NEC partnered with CoolIT Systems and Gigabyte to design Passive Coldplate Loops for servers equipped with AMD EPYC CPUs. The entire system was developed to work with high coolant temperatures to provide additional opportunities for heat re-use.
Some non-DLC components are cooled by a thermally insulated liquid side-cooler solution supplied by Schafer IT.
The complete solution will include 116 large-memory nodes with a total of 58 Terabyte of main memory, 20 visualsation nodes with two NVIDIA P5000 GPUs for remote visualization with NICE DCV, and a Lustre-based parallel HPC storage from Data Direct Networks, with a total capacity of 17 Petabyte and an aggregated bandwidth of 180 Gigabyte/s for the fastest partition.
The high-speed interconnect is configured as a Mellanox HDR fabric in a Dragonfly+ setup.
“NEC has completely convinced us with their expertise and by the design of the total solution, which excellently fits to our very specific and highly challenging demands, especially for the energy efficiency and total power consumption management that are defined by the hosting environment.
‘There are few HPC solution providers in the world capable of delivering a solution like this, and NEC is surely one of them,” says Professor Dr. Norbert Kroll, acting director of the DLR Institute of Software Methods for Product Virtualisation in Dresden.

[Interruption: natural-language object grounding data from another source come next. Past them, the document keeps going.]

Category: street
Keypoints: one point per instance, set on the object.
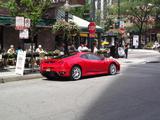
(133, 94)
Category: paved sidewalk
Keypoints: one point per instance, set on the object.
(8, 75)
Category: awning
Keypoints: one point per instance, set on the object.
(7, 20)
(82, 24)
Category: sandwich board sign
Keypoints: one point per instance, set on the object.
(21, 57)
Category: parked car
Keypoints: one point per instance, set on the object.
(78, 65)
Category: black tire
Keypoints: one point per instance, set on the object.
(75, 73)
(112, 69)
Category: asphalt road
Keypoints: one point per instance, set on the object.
(131, 95)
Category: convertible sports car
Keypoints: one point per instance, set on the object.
(78, 65)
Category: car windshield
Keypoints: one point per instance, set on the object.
(63, 56)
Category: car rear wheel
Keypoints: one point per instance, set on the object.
(76, 73)
(112, 69)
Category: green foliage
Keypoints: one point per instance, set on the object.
(79, 11)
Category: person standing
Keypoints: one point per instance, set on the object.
(126, 49)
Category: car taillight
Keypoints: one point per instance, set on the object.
(60, 62)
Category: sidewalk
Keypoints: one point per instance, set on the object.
(8, 74)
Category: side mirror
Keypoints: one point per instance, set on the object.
(102, 58)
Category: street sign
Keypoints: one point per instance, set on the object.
(92, 29)
(27, 23)
(20, 62)
(19, 23)
(24, 34)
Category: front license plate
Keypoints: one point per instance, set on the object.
(48, 69)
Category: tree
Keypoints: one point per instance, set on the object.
(68, 29)
(33, 9)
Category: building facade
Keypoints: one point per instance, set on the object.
(10, 36)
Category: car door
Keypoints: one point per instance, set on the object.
(94, 63)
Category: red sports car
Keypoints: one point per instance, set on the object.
(78, 65)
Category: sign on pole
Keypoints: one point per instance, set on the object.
(27, 22)
(135, 41)
(24, 34)
(19, 23)
(92, 29)
(20, 62)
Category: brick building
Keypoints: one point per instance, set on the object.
(8, 34)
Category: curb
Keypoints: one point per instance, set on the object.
(19, 78)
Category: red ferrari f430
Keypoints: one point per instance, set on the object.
(78, 65)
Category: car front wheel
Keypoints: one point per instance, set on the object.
(112, 69)
(76, 73)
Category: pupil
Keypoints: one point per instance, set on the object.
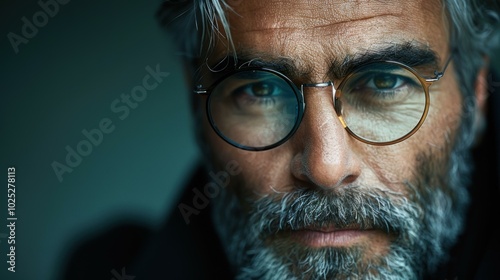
(384, 81)
(262, 89)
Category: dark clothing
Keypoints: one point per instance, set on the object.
(181, 251)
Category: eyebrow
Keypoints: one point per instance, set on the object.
(411, 54)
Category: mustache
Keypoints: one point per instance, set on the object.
(350, 207)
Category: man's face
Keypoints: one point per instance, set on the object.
(323, 203)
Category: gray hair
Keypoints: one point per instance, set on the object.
(195, 25)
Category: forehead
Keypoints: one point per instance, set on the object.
(306, 31)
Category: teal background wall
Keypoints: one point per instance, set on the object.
(63, 80)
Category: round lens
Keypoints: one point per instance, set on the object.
(382, 102)
(254, 109)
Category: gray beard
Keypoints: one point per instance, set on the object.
(425, 224)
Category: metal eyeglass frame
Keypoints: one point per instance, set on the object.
(337, 93)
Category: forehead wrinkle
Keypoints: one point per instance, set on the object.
(264, 15)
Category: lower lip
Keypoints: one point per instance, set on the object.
(339, 238)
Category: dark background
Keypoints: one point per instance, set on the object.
(62, 81)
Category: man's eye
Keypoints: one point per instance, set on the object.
(259, 89)
(262, 89)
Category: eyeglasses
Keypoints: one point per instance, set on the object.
(378, 103)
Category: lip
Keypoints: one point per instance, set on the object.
(331, 237)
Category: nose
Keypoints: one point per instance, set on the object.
(325, 156)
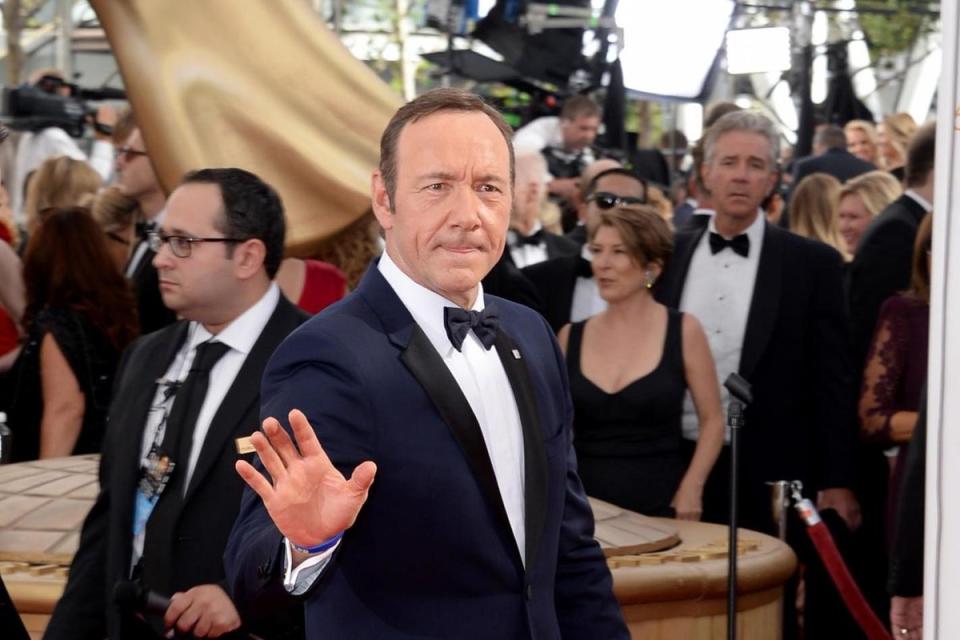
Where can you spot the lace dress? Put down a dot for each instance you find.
(894, 375)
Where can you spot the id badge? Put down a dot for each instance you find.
(142, 508)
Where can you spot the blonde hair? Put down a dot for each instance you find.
(114, 210)
(813, 211)
(876, 189)
(899, 129)
(60, 182)
(868, 129)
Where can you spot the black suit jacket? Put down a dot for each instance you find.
(577, 235)
(881, 267)
(795, 355)
(906, 554)
(507, 281)
(194, 547)
(153, 314)
(554, 281)
(839, 163)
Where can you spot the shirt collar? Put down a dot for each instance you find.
(754, 232)
(424, 305)
(513, 234)
(923, 202)
(242, 333)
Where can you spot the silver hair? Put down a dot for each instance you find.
(749, 121)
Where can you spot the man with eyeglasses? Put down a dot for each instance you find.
(138, 180)
(185, 398)
(566, 287)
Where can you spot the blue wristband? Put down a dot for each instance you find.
(320, 548)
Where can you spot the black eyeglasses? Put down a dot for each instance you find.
(606, 200)
(181, 246)
(116, 237)
(128, 153)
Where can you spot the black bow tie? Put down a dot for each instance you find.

“We are very proud that DLR has chosen NEC as the HPC supplier for this very big project. DLR is one of the most renowned aerospace institutes in the world, with an impeccable reputation in high-end research and development, and we feel honoured to be entrusted with the realization of this highly innovative and demanding HPC solution,” said Yuichi Kojima, Vice President, HPC EMEA, NEC Deutschland.